From: Jason Gunthorpe <jgg@ziepe.ca>
To: Michal Kalderon <michal.kalderon@marvell.com>
Cc: mkalderon@marvell.com, aelior@marvell.com, dledford@redhat.com,
bmt@zurich.ibm.com, galpress@amazon.com, sleybo@amazon.com,
leon@kernel.org, linux-rdma@vger.kernel.org,
Ariel Elior <ariel.elior@marvell.com>
Subject: Re: [PATCH v7 rdma-next 2/7] RDMA/core: Create mmap database and cookie helper functions
Date: Tue, 20 Aug 2019 10:21:25 -0300 [thread overview]
Message-ID: <20190820132125.GC29246@ziepe.ca> (raw)
In-Reply-To: <20190820121847.25871-3-michal.kalderon@marvell.com>
On Tue, Aug 20, 2019 at 03:18:42PM +0300, Michal Kalderon wrote:
> Create some common API's for adding entries to a xa_mmap.
> Searching for an entry and freeing one.
>
> Most of the code was copied from the efa driver almost as is, just renamed
> function to be generic and not efa specific.
> In addition to original code, the xa_mmap entries are now linked
> to a umap_priv object and reference counted according to umap operations.

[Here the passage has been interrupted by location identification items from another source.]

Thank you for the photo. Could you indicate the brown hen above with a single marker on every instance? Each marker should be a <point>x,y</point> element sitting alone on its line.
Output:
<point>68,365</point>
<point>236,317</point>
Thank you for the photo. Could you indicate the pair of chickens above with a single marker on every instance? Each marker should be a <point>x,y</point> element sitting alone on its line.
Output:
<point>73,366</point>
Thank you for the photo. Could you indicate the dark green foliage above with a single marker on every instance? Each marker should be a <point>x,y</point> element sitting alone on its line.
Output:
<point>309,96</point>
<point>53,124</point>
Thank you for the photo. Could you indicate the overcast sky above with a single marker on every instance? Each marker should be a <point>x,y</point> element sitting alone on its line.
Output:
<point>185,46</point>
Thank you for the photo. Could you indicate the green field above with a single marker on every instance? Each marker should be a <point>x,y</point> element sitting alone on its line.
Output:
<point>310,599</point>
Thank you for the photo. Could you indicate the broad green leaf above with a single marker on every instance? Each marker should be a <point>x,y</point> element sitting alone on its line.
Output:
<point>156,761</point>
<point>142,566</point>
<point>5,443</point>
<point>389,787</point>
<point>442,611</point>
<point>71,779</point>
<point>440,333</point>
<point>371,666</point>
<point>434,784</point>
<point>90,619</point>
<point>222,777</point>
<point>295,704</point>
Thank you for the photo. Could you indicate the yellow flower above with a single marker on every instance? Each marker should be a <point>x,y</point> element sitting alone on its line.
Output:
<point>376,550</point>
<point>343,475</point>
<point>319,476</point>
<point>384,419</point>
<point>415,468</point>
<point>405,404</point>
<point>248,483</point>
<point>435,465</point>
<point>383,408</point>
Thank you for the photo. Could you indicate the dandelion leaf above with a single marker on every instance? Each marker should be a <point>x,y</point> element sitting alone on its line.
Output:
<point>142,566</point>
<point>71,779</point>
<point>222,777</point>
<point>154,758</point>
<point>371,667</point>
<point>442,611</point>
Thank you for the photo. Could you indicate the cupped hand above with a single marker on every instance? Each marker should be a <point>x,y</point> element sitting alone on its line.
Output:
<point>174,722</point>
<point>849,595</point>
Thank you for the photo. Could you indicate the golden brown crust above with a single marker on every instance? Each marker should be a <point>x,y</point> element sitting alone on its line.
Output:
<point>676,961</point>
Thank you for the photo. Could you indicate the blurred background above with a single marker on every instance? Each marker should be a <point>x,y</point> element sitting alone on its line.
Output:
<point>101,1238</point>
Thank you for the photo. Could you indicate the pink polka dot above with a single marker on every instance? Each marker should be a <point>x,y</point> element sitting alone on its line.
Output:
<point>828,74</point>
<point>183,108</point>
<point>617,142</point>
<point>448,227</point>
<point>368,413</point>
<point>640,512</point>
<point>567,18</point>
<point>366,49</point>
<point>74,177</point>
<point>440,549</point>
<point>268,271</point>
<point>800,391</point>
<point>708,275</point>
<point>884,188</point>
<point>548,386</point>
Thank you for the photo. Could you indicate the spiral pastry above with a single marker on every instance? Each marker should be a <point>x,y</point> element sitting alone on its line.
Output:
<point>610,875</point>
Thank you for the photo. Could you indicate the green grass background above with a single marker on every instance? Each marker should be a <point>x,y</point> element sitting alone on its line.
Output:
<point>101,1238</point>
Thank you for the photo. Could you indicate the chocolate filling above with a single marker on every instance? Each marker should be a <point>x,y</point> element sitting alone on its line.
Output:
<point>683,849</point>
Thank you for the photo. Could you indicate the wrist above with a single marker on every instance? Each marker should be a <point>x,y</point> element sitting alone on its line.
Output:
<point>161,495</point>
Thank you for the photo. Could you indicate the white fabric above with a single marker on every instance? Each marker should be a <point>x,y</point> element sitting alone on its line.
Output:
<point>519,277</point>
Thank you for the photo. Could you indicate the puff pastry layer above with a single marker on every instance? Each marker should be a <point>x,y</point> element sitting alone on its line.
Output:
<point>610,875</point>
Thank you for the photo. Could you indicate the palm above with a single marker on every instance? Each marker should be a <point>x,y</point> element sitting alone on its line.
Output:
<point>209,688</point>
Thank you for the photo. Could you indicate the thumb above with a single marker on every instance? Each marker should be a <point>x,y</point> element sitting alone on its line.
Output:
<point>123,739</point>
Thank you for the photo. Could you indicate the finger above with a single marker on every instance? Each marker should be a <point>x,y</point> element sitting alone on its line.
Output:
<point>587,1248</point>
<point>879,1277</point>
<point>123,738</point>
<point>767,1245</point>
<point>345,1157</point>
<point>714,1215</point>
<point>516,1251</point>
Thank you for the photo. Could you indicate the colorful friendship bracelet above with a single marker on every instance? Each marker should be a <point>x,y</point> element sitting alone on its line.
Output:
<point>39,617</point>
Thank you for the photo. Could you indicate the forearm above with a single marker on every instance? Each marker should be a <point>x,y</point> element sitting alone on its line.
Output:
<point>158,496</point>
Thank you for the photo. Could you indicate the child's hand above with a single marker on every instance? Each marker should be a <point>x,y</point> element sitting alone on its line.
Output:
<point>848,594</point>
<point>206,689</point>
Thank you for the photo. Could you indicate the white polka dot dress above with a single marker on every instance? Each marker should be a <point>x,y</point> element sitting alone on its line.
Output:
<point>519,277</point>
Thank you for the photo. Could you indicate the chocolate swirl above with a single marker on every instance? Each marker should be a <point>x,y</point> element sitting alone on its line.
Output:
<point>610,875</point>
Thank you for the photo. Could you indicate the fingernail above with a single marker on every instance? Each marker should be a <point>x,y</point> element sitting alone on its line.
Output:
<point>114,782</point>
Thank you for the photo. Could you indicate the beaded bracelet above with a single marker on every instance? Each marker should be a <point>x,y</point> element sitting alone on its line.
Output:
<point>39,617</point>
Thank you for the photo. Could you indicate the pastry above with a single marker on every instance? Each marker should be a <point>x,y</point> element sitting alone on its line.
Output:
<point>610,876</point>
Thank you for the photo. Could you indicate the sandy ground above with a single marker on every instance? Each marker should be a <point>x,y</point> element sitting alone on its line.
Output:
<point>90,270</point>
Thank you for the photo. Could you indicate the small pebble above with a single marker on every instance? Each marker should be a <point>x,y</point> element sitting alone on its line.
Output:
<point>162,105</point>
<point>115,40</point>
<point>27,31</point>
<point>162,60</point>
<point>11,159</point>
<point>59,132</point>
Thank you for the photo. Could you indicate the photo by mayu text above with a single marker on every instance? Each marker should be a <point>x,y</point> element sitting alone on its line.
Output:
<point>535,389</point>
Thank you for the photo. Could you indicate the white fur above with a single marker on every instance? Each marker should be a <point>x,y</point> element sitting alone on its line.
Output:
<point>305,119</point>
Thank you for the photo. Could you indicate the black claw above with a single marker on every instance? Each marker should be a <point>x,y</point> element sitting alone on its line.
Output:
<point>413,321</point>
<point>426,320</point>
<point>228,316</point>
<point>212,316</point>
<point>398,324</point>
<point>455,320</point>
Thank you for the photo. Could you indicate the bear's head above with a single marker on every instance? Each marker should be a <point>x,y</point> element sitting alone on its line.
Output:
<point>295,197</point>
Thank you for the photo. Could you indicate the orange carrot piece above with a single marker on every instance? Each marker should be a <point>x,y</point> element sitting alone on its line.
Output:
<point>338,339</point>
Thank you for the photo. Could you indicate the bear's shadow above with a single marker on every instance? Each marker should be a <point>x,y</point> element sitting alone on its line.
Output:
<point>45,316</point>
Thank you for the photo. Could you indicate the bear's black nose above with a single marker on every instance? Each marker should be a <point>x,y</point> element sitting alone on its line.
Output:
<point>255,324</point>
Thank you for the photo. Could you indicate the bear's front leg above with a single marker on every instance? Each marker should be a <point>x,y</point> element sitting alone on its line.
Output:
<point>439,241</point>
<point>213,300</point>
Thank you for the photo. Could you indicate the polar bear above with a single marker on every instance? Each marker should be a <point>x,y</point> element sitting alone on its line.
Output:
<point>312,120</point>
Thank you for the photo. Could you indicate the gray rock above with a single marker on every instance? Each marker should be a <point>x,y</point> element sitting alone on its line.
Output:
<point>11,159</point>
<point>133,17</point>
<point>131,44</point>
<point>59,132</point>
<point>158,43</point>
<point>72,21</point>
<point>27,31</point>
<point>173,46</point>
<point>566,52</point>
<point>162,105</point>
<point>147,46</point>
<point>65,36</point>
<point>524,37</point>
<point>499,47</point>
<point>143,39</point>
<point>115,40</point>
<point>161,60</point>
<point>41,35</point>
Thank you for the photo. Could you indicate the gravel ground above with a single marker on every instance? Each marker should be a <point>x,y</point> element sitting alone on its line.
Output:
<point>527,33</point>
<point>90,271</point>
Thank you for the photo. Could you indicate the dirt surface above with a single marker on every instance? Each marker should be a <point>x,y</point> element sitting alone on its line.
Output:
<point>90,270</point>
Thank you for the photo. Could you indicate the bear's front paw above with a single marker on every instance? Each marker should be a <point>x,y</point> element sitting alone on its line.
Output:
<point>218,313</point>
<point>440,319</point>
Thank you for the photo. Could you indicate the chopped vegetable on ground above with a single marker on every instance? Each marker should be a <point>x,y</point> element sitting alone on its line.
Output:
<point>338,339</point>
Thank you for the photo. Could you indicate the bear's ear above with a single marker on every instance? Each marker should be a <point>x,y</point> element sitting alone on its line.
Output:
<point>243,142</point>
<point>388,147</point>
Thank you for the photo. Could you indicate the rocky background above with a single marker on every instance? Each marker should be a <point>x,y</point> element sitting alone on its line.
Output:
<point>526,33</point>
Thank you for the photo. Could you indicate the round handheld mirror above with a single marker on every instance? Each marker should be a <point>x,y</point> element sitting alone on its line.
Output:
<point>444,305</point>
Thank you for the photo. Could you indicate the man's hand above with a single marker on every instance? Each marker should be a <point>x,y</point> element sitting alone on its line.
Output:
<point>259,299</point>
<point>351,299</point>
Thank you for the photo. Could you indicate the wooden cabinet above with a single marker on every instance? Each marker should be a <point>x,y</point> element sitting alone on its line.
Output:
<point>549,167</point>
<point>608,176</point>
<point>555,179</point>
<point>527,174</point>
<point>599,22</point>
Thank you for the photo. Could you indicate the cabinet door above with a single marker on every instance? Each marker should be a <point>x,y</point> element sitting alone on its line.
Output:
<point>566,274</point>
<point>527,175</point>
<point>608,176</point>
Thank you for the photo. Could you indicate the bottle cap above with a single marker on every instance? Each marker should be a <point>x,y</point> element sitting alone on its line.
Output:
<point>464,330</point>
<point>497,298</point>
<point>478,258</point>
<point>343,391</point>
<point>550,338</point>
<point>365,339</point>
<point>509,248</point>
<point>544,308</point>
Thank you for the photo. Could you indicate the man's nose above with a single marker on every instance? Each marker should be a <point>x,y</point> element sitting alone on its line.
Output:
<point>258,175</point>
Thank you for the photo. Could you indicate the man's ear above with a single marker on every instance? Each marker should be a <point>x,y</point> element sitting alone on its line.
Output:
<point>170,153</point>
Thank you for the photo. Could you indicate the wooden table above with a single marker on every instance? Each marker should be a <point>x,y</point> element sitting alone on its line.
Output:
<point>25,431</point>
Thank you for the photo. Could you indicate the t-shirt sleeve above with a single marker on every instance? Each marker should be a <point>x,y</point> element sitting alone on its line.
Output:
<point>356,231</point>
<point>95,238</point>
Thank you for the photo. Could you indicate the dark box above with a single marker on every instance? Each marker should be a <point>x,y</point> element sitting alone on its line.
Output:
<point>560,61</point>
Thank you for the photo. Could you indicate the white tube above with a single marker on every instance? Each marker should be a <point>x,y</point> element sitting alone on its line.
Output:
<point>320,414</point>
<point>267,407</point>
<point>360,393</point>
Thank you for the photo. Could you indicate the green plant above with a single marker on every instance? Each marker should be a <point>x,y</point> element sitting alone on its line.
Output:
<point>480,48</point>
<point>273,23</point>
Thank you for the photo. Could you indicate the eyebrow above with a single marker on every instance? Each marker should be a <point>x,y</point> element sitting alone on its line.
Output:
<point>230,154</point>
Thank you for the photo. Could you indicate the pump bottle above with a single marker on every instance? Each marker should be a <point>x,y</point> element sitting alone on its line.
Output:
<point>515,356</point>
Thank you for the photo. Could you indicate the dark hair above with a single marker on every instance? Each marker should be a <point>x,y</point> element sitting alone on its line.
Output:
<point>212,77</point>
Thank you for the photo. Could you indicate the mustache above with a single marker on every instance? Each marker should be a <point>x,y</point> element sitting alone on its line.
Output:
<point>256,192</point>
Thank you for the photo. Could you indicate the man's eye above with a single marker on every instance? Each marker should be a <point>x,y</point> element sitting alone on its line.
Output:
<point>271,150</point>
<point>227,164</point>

> The fact that this code moved to core enabled managing it differently,
> so that now entries can be removed and deleted when driver+user are
> done with them. This enabled changing the insert algorithm in
> comparison to what was done in efa.
>
> Signed-off-by: Ariel Elior <ariel.elior@marvell.com>
> Signed-off-by: Michal Kalderon <michal.kalderon@marvell.com>
> drivers/infiniband/core/core_priv.h | 12 +-
> drivers/infiniband/core/device.c | 1 +
> drivers/infiniband/core/ib_core_uverbs.c | 343 +++++++++++++++++++++++++++++--
> drivers/infiniband/core/rdma_core.c | 1 +
> drivers/infiniband/core/uverbs_cmd.c | 1 +
> drivers/infiniband/core/uverbs_main.c | 18 +-
> include/rdma/ib_verbs.h | 41 +++-
> 7 files changed, 381 insertions(+), 36 deletions(-)
>
> diff --git a/drivers/infiniband/core/core_priv.h b/drivers/infiniband/core/core_priv.h
> index 6850e973401c..4951ecfbf133 100644
> +++ b/drivers/infiniband/core/core_priv.h
> @@ -388,9 +388,17 @@ void rdma_nl_net_exit(struct rdma_dev_net *rnet);
> struct rdma_umap_priv {
> struct vm_area_struct *vma;
> struct list_head list;
> + struct rdma_user_mmap_entry *entry;
> };
>
> -void rdma_umap_priv_init(struct rdma_umap_priv *priv,
> - struct vm_area_struct *vma);
> +int rdma_umap_priv_init(struct vm_area_struct *vma,
> + struct rdma_user_mmap_entry *entry);
> +
> +void rdma_umap_priv_delete(struct ib_uverbs_file *ufile,
> + struct rdma_umap_priv *priv);
> +
> +void rdma_user_mmap_entries_remove_free(struct ib_ucontext *ucontext);
> +void rdma_user_mmap_entry_put(struct ib_ucontext *ucontext,
> + struct rdma_user_mmap_entry *entry);
>
> #endif /* _CORE_PRIV_H */
> diff --git a/drivers/infiniband/core/device.c b/drivers/infiniband/core/device.c
> index 8892862fb759..229977237d1a 100644
> +++ b/drivers/infiniband/core/device.c
> @@ -2594,6 +2594,7 @@ void ib_set_device_ops(struct ib_device *dev, const struct ib_device_ops *ops)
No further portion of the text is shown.